Liot Hill also suggested that access is a particular challenge for rural communities.
“I am here particularly to advocate for transportation to be something that you consider,” said Liot Hill. She suggested that the Advance Transit model in Lebanon and Hanover, which Dartmouth Health significantly invests in, be adopted for Valley Regional access.
State Rep. Hope Damon, D-Croydon, proposed expanding food security funding and preventive care: “If we made access (to diabetes) treatment more readily available, we would enormously save in preventing complications,” Damon said.
Matthew Foster, CEO of both Valley Regional and Mt.
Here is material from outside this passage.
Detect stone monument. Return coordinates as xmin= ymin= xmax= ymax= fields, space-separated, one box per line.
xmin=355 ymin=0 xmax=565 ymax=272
Ascutney Hospital and Health Center in Windsor, emphasized Valley Regional must expand its partnerships to other service providers.
“We have to think beyond the four walls of the hospital if we’re going to improve the health of Sullivan County and Claremont,” Foster said.
Gary Merchant, a former Democratic state representative and former manager of business and technology at Dartmouth Hitchcock, suggested renewing River Valley College’s health programs through the resources of Dartmouth Health.
The health programs, including occupational therapy assistant and licensed practical nurse programs, were once “booming” with an enrollment over 1,000, but were grappling with housing issues at the time, said Chuck Kusselow, the former director of admissions of River Valley Community College and current member of the Advisory Committee for Dartmouth Health’s Geriatric Center of Excellence.
The college discussed building a dorm for the programs, as one of the major issues was students not having a place to stay, Kusselow said.
Formella proposed that the commission could set up housing and/or tuition stipends for such students. “There might be some large medical organization in the area that wants to partner with us on that,” he said, smiling at Dartmouth Health officials.
Largely absent from the event were community members, as most speakers were either people who had worked for the two hospitals or elected officials — many checking both boxes.
Toward the end of the meeting, Formella expressed a desire to hear from more unaffiliated community members.
“I’m mindful of the fact that most people are not going to want to come to a meeting like this and stand at a podium, and talk to us in this format,” Formella said. “And so, that’s one of the takeaways I have from tonight in our future.”